The band stand out amongst a straight black backdrop. Nothing fancy, no bells and whistles, just simple, genuine and honest. Supplemented with gorgeous songs, and masterful instrumentation. Transporting everyone who swayed along with eyes closed to another place. Tough to say it was a better one though, because I can't say there was really any better place to be.



To call fleet foxes mesmerizing is an understatement, everyone stares along transfixed as each new song unfolds itself, revealing unrecorded nuances which can only be uncovered live. Is it cliche to say that they're just so fucking good?

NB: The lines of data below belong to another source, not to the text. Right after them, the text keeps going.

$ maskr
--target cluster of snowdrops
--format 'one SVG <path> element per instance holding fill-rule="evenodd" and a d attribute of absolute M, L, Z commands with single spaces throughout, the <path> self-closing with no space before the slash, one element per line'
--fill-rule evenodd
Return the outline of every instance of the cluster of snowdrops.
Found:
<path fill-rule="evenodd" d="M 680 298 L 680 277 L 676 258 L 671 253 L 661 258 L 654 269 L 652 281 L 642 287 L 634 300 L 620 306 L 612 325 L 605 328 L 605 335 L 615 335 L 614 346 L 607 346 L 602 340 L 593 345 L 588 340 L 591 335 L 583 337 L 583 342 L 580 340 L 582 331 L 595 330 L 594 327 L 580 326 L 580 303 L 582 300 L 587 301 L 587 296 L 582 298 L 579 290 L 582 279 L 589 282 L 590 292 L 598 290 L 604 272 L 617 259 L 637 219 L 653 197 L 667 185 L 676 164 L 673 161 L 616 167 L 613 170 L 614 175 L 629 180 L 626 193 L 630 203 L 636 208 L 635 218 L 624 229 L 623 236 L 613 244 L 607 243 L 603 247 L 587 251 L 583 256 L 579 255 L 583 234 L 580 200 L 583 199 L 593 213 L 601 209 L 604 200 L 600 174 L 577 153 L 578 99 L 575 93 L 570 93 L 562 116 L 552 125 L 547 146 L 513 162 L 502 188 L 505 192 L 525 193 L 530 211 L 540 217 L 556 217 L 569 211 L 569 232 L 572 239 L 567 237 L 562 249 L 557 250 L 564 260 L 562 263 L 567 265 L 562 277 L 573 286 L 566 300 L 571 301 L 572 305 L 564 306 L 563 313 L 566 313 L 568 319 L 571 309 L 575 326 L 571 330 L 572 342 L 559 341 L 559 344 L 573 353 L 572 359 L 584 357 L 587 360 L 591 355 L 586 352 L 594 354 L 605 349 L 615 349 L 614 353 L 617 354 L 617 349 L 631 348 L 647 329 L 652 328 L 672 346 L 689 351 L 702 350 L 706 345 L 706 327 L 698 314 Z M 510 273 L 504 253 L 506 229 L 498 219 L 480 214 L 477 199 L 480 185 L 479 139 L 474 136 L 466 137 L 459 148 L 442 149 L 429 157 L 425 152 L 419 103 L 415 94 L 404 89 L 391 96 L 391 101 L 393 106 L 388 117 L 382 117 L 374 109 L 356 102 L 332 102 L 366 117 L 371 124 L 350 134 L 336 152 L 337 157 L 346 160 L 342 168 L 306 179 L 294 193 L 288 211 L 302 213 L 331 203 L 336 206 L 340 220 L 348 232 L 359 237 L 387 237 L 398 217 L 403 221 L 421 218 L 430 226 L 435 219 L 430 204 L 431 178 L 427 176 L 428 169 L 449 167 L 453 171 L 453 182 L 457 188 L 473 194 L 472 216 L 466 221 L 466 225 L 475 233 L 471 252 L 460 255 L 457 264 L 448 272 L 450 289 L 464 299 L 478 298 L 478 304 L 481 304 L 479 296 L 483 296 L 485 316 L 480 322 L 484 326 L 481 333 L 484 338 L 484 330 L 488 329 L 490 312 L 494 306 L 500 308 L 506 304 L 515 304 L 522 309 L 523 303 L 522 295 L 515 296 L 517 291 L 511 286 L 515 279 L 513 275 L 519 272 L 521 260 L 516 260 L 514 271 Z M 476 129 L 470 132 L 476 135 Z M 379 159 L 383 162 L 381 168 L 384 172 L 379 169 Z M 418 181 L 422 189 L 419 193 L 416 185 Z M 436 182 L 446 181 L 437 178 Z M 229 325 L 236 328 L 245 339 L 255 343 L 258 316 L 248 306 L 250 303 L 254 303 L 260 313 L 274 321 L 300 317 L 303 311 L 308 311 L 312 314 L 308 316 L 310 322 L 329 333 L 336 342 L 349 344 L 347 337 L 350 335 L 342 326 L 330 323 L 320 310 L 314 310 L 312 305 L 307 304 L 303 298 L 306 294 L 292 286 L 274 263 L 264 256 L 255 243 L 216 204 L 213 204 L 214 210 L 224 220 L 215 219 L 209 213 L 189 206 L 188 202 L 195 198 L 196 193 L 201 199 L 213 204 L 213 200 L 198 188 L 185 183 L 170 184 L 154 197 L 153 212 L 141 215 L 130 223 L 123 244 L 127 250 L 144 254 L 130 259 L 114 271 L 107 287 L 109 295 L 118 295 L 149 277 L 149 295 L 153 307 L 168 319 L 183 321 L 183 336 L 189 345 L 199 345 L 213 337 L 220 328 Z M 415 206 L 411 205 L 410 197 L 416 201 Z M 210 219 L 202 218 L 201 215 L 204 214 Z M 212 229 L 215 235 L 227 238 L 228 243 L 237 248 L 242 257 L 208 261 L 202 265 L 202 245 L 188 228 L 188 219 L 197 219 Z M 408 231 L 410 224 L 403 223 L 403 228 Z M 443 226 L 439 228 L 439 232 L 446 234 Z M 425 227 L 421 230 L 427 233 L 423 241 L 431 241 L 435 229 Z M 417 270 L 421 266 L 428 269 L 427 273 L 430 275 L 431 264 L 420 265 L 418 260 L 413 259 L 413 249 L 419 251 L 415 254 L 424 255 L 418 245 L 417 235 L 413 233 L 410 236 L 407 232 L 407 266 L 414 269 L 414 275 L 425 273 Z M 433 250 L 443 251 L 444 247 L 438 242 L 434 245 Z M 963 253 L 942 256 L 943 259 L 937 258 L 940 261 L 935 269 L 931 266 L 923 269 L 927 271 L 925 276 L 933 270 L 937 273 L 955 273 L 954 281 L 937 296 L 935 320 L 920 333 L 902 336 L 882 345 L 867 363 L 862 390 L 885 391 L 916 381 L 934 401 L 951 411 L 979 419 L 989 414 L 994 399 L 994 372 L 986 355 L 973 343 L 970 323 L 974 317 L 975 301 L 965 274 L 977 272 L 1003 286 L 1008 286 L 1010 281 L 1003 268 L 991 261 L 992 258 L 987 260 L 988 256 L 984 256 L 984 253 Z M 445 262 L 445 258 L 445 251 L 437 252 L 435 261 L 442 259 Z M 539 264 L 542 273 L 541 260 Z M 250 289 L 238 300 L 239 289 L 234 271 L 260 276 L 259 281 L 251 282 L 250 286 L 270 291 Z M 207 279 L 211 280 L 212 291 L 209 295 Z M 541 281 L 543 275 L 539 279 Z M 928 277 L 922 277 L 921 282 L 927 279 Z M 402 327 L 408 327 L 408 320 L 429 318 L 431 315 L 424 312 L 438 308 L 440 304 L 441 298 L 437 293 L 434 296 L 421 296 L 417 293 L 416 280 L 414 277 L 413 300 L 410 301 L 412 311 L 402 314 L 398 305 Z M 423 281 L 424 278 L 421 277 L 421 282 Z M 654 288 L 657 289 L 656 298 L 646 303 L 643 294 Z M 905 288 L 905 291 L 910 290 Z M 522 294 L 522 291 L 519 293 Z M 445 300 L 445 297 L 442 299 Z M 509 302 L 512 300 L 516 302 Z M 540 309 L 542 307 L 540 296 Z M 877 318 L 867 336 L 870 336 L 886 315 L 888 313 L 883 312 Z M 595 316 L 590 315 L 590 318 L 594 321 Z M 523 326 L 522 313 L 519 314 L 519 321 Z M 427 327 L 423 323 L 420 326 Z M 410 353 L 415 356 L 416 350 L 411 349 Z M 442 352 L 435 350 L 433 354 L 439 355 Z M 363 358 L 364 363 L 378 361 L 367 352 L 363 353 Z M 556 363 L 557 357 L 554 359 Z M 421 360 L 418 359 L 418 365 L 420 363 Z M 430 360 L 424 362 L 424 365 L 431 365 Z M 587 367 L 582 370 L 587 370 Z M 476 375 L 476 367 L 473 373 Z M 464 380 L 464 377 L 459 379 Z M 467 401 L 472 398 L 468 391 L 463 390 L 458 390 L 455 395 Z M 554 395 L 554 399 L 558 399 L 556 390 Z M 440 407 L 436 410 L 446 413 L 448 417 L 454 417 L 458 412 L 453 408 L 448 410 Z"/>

Finally the tension is cut by a shout from the crowd, "where'd you get your shirt?" they ask. Robin responds with a smile, "My pants are too tight so I had to wear this cuz its long and covers it." A song passes and someone shouts again, "whered you get your pants?" The crowd laughs as Robin directs his banter to the balcony, asking if they feel like they're in third class on the titanic, and then hums the beginning of the theme. Also worth noting that they're recording the show



Easily the most intense atmosphere I've felt in ages at a show. A testament that Fleet Foxes exist beyond the hype and truly live up to their reputation. A brilliant build of tension climaxes with The Shrine/An Argument, an 8 minute opus which drips with passion and finds Robyn at his most exposed, expressing emotions of frustration, fear, anguish, a brilliant piece recorded which comes to life in the live environment like watching some sort Opera, complete with movements, mountains and valleys, and tragedy. I find it tough to believe anyone in the audience wasn't overwhelmed.

In short, a magical night. Sim Sala Bim indeed.